For many years, Puerto Rico experienced tax cuts the Tax Foundation describes as “making investment in Puerto Rico artificially attractive… [leaving] the island vulnerable to a crash if the tax provisions were ever to be repealed.” In 2006, those cuts were finally rolled back.
Tax cuts made government revenues in Puerto Rico plummet, leading the archipelago to issue debt, also known as bonds, to survive. At the time, money-minded investors bought eagerly because a cadre of unique laws made Puerto Rican debt especially profitable to own. But in 2014, the value of the debt was downgraded, leading to a fire sale of bonds to “vulture funds” that swept in like loan sharks to buy debt at steep discounts.

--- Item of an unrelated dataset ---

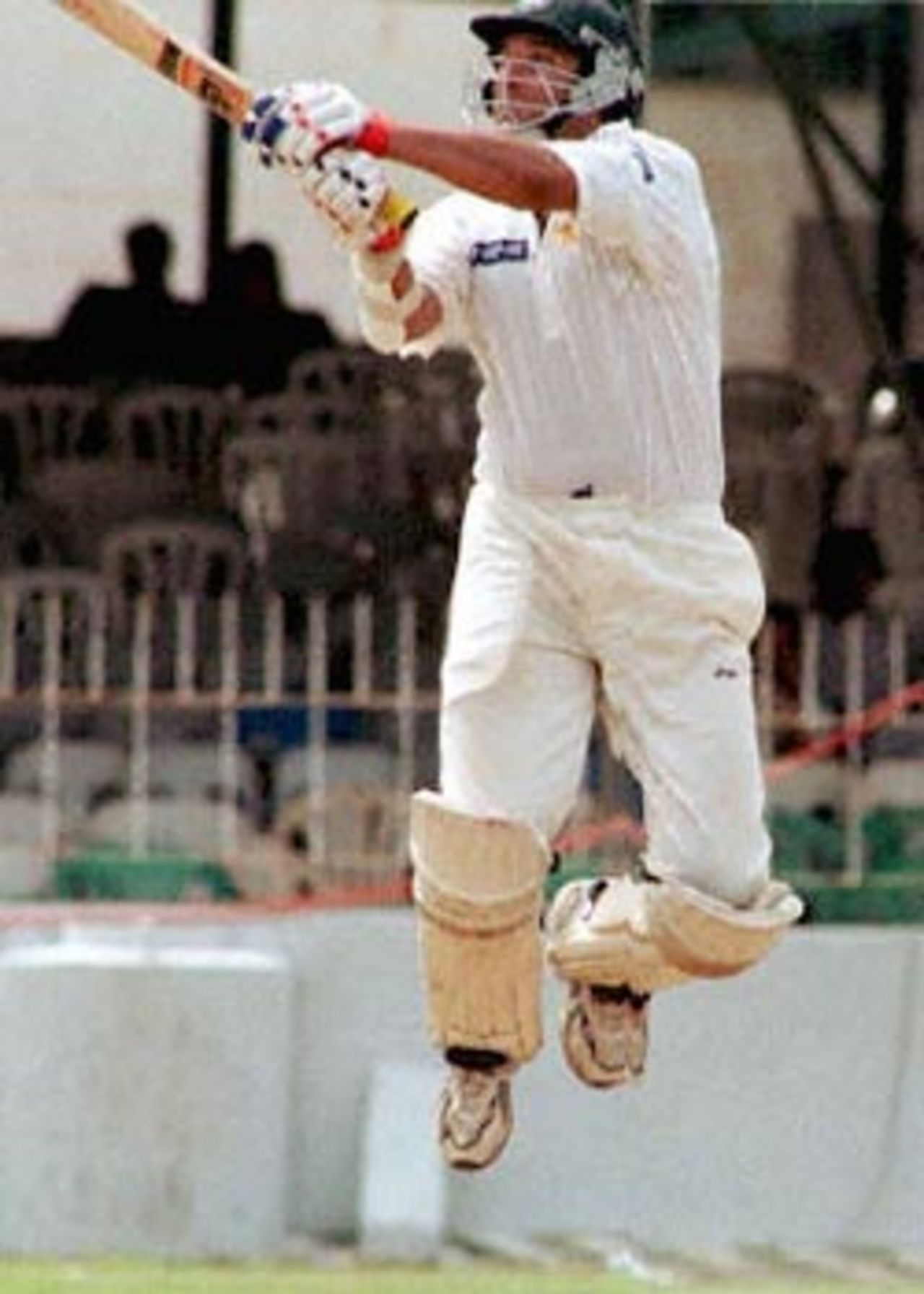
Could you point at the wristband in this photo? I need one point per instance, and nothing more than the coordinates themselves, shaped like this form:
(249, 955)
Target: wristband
(375, 136)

To deal with the economic crisis these policies and choices created, Congress appointed an unelected financial oversight board to control Puerto Rico’s budget, using that power to impose tight austerity.
The oversight arrangement is “administration without representation,” Dr. Juan Guisti-Cordero of the University of Puerto Rico said. “The Thirteen Colonies had taxation without representation but they weren’t run by Great Britain. Britain had power over the Colonies, but it didn’t have nearly the power and the presence the U.S. has over Puerto Rico. We have no taxation. but we have administration in almost every conceivable aspect of our lives,” Guisti-Cordero said. “We’re not taxed, but we’re administered, which is something a lot worse.”

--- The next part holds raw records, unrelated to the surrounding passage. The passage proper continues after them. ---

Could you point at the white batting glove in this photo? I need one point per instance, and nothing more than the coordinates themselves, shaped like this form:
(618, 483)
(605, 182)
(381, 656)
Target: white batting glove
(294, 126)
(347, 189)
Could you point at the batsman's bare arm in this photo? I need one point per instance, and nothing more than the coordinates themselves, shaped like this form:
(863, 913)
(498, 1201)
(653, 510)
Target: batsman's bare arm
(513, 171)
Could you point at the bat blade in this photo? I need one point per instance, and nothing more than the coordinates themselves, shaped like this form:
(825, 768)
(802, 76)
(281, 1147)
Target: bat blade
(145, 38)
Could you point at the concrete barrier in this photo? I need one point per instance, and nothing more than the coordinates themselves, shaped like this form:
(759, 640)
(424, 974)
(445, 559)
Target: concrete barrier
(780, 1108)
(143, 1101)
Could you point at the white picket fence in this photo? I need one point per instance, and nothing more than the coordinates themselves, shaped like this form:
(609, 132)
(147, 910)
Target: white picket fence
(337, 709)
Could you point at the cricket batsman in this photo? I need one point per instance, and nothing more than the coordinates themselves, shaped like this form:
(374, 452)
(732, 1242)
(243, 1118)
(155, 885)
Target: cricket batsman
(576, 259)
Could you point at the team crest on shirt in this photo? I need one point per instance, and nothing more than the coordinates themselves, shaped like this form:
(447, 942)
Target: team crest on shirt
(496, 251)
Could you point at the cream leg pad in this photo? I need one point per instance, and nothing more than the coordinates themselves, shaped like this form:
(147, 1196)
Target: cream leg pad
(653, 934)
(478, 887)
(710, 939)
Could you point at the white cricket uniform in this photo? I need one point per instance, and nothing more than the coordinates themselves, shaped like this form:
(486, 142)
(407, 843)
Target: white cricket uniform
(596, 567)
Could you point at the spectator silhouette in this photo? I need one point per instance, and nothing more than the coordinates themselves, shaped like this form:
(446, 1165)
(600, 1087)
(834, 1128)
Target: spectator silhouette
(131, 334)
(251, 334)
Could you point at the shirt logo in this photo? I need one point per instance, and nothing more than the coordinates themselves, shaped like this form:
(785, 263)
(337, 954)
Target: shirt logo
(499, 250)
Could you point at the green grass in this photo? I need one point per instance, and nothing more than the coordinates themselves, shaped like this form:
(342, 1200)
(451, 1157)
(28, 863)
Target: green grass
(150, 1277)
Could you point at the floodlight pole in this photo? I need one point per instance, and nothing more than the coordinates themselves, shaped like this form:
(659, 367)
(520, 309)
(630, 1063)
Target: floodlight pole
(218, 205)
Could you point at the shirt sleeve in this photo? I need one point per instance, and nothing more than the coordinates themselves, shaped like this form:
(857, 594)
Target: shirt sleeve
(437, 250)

With every check the fiscal control board canceled, and every penny creditors plucked from Puerto Rican pockets, the pool of money and incentives for resilient internet improvements shrank. The stagnation of Puerto Rico’s internet is inseparable from the larger economic forces battering the Commonwealth.
Another is many Puerto Ricans’ inability to afford the internet they’re offered. A 2016 GSMA Intelligence Survey on Mobile Internet in Latin America and the Caribbean found that only 1.3 million of the 3.5 million Puerto Ricans with access to high-speed broadband subscribed to it. One-third of Puerto Ricans who didn’t subscribe cited price as a major reason why.
These figures also likely underestimate how cost keeps Puerto Ricans from high-speed internet. The poorest 40% of the population pay nearly one-fifth of their income to get mobile broadband. On the other hand, the richest 20% pay only a 2% sliver of their income for fast mobile internet.
“Somebody has to be accountable,” Rodriguez stressed, describing––with the exception of T-Mobile––telecom companies that wouldn’t “show their face” and a government that pointed fingers back at industry. Between those companies and the government stand 3.1 million Puerto Ricans––each an American citizen by law, even if official treatment doesn’t always show it.